One Of Marvel's Biggest Anti-Heroes Was Almost In Deadpool & Wolverine
This post contains spoilers for "Deadpool & Wolverine."
"Deadpool & Wolverine" uses the power of a well-placed nostalgic cameo and weaponizes them in the same way "Spider-Man: No Way Home" does, delivering a hugely entertaining experience that also serves as a love letter to Marvel's past. The film is a thank you to audiences that stuck with the genre through the decades, through the good movies and the bad.
From turning Deadpool and Wolverine's journey into the unapologetically gay movie Marvel keeps failing to deliver, to giving one of the Marvel Cinematic Universe's most solemn actors a chance to go back to a beloved yet goofy role that culminates into a parade of profanity echoing Steve Martin's car rental scene in "Planes, Trains and Automobiles," the movie does pick its cameos and roles really well in order to deliver something outrageously funny. It's how we saw not just the return of Blade and Elektra as a homage to and appreciation of the past, but also how Channing Tatum finally got his chance to play Gambit.
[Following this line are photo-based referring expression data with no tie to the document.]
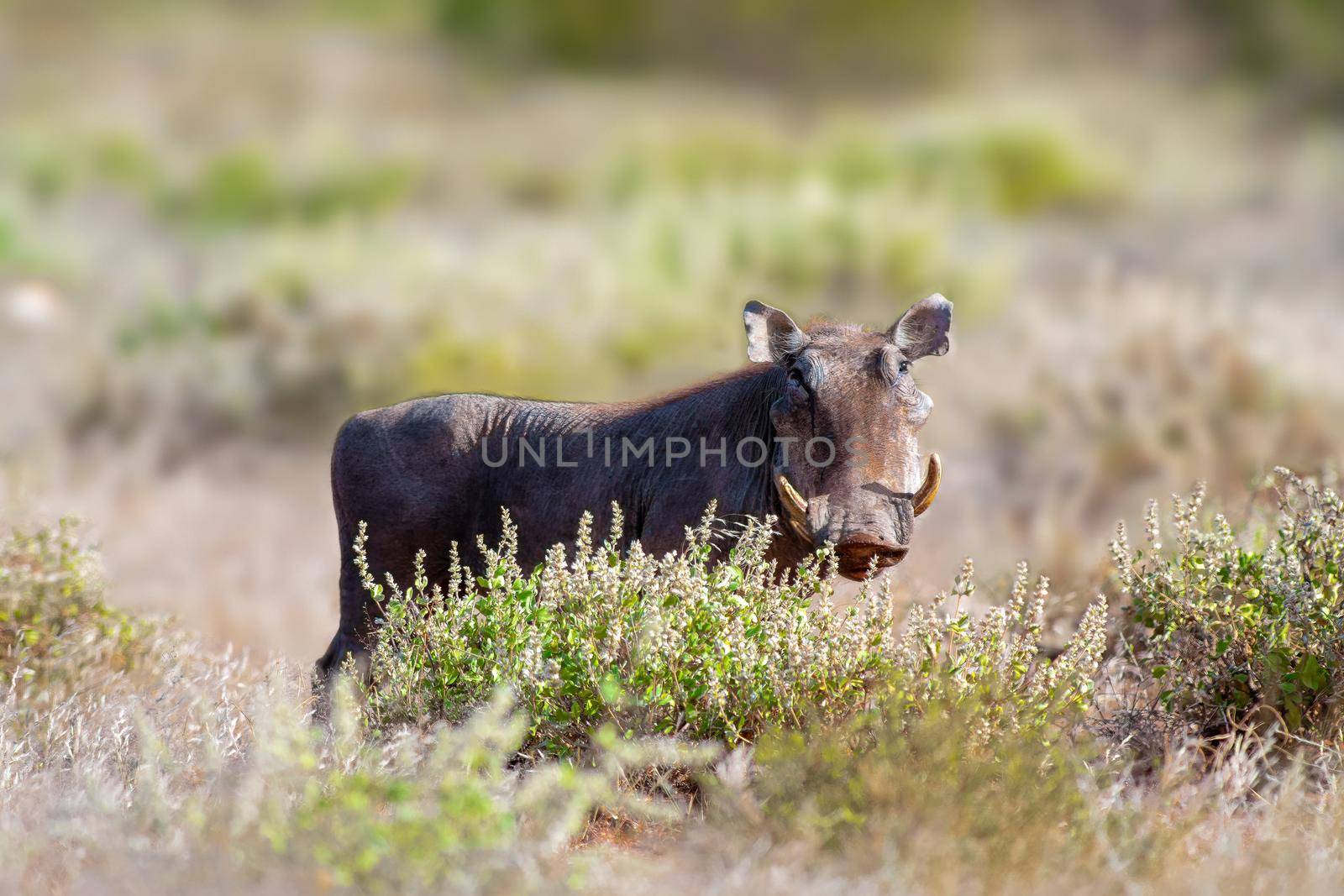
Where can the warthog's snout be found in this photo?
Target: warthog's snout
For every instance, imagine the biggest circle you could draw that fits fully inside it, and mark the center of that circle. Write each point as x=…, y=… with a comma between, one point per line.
x=860, y=553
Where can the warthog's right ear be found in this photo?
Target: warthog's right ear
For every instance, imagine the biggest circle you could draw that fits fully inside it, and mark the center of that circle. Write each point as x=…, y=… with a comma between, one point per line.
x=772, y=335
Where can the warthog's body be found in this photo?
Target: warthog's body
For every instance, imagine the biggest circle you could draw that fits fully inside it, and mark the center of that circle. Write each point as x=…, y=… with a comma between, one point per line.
x=437, y=470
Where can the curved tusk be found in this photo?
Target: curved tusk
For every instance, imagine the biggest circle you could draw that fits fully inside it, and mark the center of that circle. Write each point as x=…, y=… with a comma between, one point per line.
x=795, y=506
x=929, y=488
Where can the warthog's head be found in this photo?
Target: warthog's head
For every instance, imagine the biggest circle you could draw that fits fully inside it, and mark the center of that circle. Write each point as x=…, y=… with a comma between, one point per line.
x=846, y=459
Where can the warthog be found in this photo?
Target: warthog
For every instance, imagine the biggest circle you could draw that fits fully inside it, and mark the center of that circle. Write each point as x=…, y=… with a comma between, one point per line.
x=817, y=432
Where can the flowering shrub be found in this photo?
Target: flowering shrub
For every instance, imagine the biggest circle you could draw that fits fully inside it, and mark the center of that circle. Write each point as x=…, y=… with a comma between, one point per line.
x=995, y=664
x=679, y=645
x=1233, y=629
x=51, y=602
x=671, y=645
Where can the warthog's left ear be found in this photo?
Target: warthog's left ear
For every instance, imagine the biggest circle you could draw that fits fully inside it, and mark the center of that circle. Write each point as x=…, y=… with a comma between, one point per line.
x=772, y=335
x=924, y=328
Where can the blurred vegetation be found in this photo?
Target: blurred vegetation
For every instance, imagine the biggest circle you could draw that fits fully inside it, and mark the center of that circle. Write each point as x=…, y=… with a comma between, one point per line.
x=1240, y=627
x=781, y=39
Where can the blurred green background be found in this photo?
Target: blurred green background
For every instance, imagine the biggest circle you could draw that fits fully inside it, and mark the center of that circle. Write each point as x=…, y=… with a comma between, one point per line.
x=225, y=226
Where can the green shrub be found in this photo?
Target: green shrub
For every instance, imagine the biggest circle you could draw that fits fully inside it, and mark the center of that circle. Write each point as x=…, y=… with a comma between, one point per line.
x=652, y=645
x=682, y=647
x=1236, y=631
x=50, y=600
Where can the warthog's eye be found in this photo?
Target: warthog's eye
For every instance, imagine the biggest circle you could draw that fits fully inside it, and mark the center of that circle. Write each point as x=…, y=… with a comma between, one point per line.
x=797, y=387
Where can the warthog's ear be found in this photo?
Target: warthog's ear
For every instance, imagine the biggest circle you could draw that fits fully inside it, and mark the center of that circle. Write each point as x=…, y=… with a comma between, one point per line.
x=772, y=335
x=924, y=328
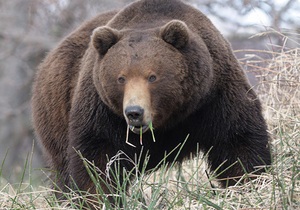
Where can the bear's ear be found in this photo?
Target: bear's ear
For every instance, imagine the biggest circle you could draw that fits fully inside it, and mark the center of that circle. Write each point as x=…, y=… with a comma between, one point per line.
x=104, y=38
x=175, y=33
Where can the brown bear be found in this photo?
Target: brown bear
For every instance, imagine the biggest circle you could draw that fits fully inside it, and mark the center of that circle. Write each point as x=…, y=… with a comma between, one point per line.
x=154, y=64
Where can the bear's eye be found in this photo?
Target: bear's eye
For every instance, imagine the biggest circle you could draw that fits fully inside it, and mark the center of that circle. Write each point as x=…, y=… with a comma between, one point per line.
x=121, y=80
x=152, y=78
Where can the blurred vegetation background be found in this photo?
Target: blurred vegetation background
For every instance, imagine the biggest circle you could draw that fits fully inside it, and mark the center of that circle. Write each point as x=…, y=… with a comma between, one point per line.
x=31, y=28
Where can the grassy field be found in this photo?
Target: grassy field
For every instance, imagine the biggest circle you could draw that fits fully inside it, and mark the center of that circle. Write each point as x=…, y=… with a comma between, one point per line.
x=188, y=186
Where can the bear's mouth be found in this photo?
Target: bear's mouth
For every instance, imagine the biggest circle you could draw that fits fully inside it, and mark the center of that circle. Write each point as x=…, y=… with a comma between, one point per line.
x=139, y=129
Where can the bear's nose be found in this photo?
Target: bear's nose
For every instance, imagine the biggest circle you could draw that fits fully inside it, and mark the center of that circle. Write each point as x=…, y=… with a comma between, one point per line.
x=135, y=115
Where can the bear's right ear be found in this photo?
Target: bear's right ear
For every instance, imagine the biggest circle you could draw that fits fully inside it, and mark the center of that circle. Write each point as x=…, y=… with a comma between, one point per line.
x=175, y=33
x=104, y=38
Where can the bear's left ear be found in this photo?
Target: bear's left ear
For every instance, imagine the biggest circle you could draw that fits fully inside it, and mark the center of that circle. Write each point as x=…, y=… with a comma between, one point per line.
x=104, y=38
x=175, y=33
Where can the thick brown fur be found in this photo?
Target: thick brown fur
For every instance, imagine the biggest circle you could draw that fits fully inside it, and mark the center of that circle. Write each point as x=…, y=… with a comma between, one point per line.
x=165, y=59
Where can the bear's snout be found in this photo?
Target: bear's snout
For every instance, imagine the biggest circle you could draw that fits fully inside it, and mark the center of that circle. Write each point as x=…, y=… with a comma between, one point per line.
x=135, y=115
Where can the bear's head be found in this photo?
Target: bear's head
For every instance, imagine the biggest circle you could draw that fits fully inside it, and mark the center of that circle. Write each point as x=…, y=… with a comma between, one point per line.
x=159, y=75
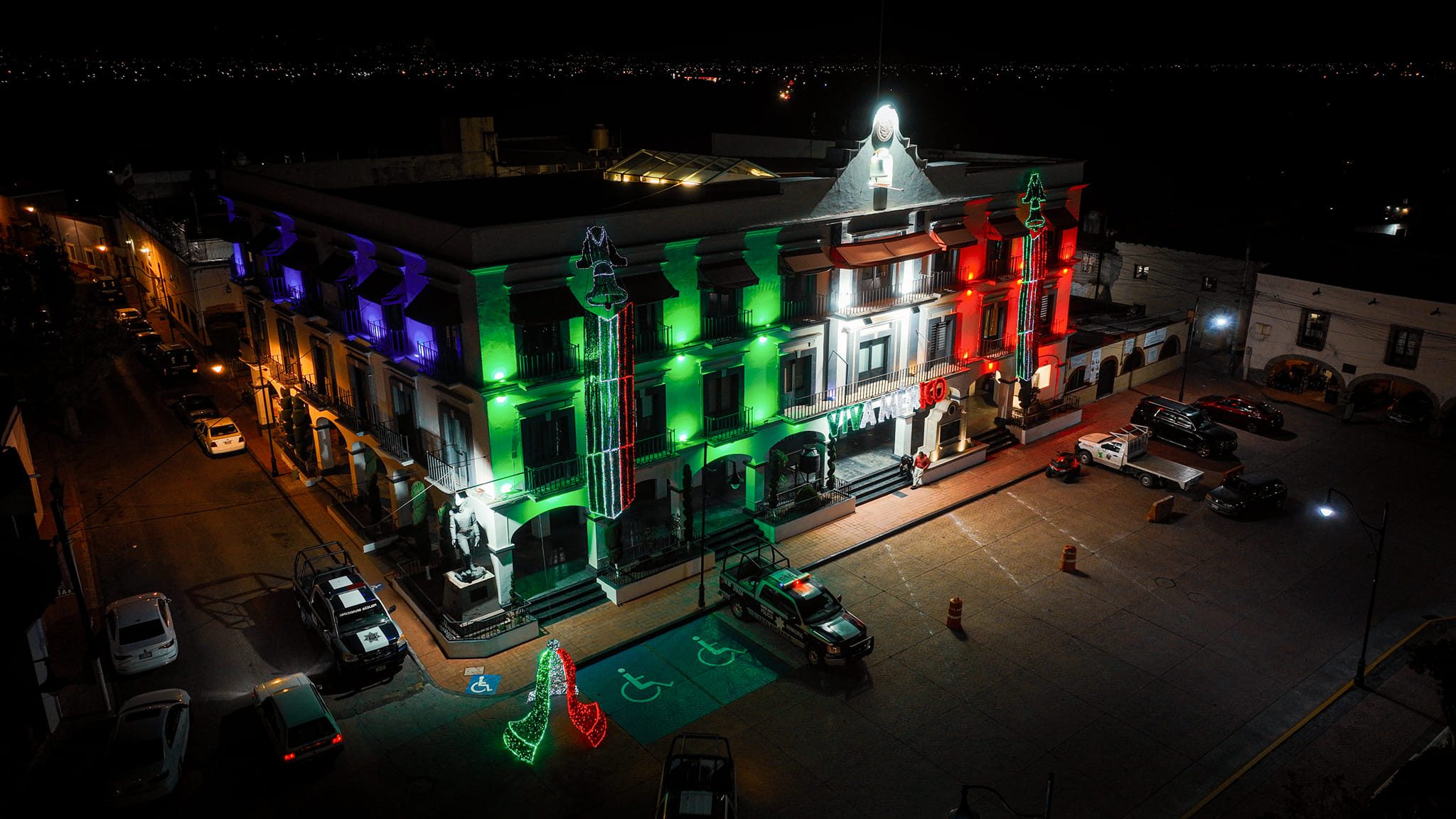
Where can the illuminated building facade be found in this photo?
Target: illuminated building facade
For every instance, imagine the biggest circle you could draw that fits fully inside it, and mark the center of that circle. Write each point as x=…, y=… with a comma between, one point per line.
x=781, y=331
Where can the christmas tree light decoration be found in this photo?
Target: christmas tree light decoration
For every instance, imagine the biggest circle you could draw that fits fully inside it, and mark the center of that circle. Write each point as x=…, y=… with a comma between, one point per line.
x=611, y=382
x=586, y=716
x=522, y=737
x=1033, y=269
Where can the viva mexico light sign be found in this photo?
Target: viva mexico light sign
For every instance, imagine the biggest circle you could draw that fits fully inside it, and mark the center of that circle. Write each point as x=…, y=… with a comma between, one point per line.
x=899, y=404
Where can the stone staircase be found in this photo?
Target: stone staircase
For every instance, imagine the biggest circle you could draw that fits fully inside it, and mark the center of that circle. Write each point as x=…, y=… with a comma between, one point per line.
x=996, y=439
x=565, y=601
x=877, y=484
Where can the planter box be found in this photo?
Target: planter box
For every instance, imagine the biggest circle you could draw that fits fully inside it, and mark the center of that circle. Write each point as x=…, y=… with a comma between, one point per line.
x=778, y=532
x=1050, y=427
x=471, y=649
x=660, y=580
x=947, y=466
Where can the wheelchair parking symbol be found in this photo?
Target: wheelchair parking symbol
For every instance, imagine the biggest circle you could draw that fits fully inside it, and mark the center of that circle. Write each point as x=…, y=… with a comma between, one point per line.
x=483, y=684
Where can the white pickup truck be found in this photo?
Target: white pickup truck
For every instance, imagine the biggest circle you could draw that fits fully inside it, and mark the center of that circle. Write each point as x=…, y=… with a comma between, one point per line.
x=1126, y=451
But as many cameos as there are in "Deadpool & Wolverine," there could have been many more. One cameo that was ultimately scrapped involved one of Marvel's biggest anti-heroes from one of Marvel's biggest flops: Ghost Rider.
Speaking with Collider, Ryan Reynolds confessed that the team did think of bringing in Nicolas Cage to reprise his role as Ghost Rider, saying that the idea of that cameo "came to a conversation for sure."
Why Ghost Rider isn't in Deadpool & Wolverine
The year before the MCU kicked off with "Iron Man," we had one of the last uniquely bold and very weird superhero movies that were prominent in the 2000s with "Ghost Rider." Now imagine Nicolas Cage going full Cage in "Deadpool & Wolverine," wearing all leather, wielding a fire whip, doing a bit of body horror, and mercilessly killing people in a way that makes Cassandra Nova ripping off Johnny Storm's skin off look like a PG scene.
Ghost Rider would've fit right in with the other cameos in "Deadpool & Wolverine," as it would have come from a movie that was bad but has gained fans over time. It helps that Ghost Rider hasn't been seen since the sequel, except for a brief TV role in "Agents of SHIELD," a result of the Marvel Creative Committee deciding that characters like Ghost Rider and Daredevil would not appear in movies, but were left for a new TV arm of Marvel Entertainment in the early 2010s.
Still, Ghost Rider is not in "Deadpool & Wolverine," and there is a very good reason for that (and a good reason it's unlikely the Cage iteration will appear in future MCU projects). This movie is mostly a love letter and a goodbye to the 20th Century Fox era of Marvel movies — its successes, failures, and other weird titles. The one exception is Blade, who appeared in movies distributed by New Line Cinema, but even that can be forgiven for the fact that "Blade" is the movie that proved Marvel characters could sustain hit movies. "Ghost Rider," a movie from Sony Pictures, doesn't really fit this framing. And if we were to extend the possibility of even more cameos, the most interesting option would be Ang Lee's "Hulk," which totally deserves a reappraisal, but would have encountered similar rights issues since that version of the character appeared in a movie distributed by Universal.